Em muitas igrejas o louvor é mais importante, e em muitos cenários a
igreja é direcionada para o poder político e social. Nossa relevância
vem daqui, e este é o critério correto: só o evangelho pode transformar
pessoas e a sociedade. O resto são folhas de parreira para esconder os
resultados do pecado.
Neste sentido, nada é mais relevante à igreja que cumprir sua missão,
não a descrita pelos missiólogos, mas a estabelecida pelo Senhor Jesus,
e bem descrita na Grande Comissão: “Então Jesus chegou perto deles e
disse: – Deus me deu todo o poder no céu e na terra. Portanto, vão a
todos os povos do mundo e façam com que sejam meus seguidores, batizando
esses seguidores em nome do Pai, do Filho e do Espírito Santo e
ensinando-os a obedecer a tudo o que tenho ordenado a vocês. E lembrem
disto: Eu estou com vocês todos os dias, até o fim dos tempos” (Mt
28.18-20)..
Mas recordo uma palavra de A. W. Tozer: “É falsa a concepção de que a
primeira missão da igreja é anunciar o evangelho. Sua primeira missão é
ser espiritualmente digna de fazê-lo”. Igrejas fracas, sem autoridade
espiritual, que pregam um cristianismo folgazão e de entretenimento,
divulgarão um evangelho falso. Há muita gente querendo que a igreja seja
amigável. Há até um livro com este título, Igrejas amigáveis. Recordo
uma frase de Haroldo Reimer: “A igreja não está no mundo para fazer
relações públicas, mas para entregar um ultimato”. Ela chama os homens a
deporem as armas e se renderem a Cristo. Como disse Douglas Webster: “O
pecador não é um coitado, mas um rebelde de armas nas mãos contra
Deus”. Ao invés de seguir George Barna, que ela siga Abraão e seja amiga
de Deus.
Queremos igrejas relevantes? Elas serão relevantes na medida exata
em que compreenderem bem para que existem, qual sua missão, qual sua
mensagem, e estabelecerem suas prioridades. Evangelismo e missões são
suas prioridades. Se elas perderem isto, poderão ser relevantes ao
mundo, mas irrelevantes para Deus.
CONCLUSÃO
Citei Abraão e vou encerrar por ele. Quando chegava numa cidade, o
velho patriarca, antes de tudo, levantava um altar de pedras para Deus.

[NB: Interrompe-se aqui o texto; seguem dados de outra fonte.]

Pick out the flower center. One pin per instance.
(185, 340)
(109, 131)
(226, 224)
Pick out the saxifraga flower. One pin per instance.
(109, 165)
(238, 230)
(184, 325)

Depois, para si, fazia tendas. Para Deus a prioridade e o duradouro.
Para si, o secundário e o temporário. Nós construímos mansões para nós e
investimos pouco em vidas. Não investimos mais em missões e
evangelismo, que rendem frutos para a eternidade. Gastamos mais com
patrimônio que com missões. Gastamos mais com futilidades pessoais que
com o Reino.
Abraão foi relevante. Porque foi fiel à sua chamada. Igreja relevante
é aquela que é fiel à sua chamada, que é pregar Jesus como Senhor, e
não a que se contenta em ser trampolim para eleger políticos ou pretexto
para pessoas formarem império econômico. Da mesma maneira, o pastor
relevante não é que se preocupa em escrever seu nome em gás néon, mas em
exaltar o nome de Jesus. É aquele cujo tema predileto não seja ele
mesmo (há gente que só consegue falar de si mesma!), mas Jesus Cristo.
“Eu me propus a não saber nada entre vós, a não ser Jesus Cristo, e este
crucificado” (1Co 2.2).
Eu os desafio a serem obreiros relevantes e a formatarem igrejas
relevantes. Pela ótica neotestamentária e não pela ótica do mundo.
Tenho dito. E era o que eu tinha a dizer.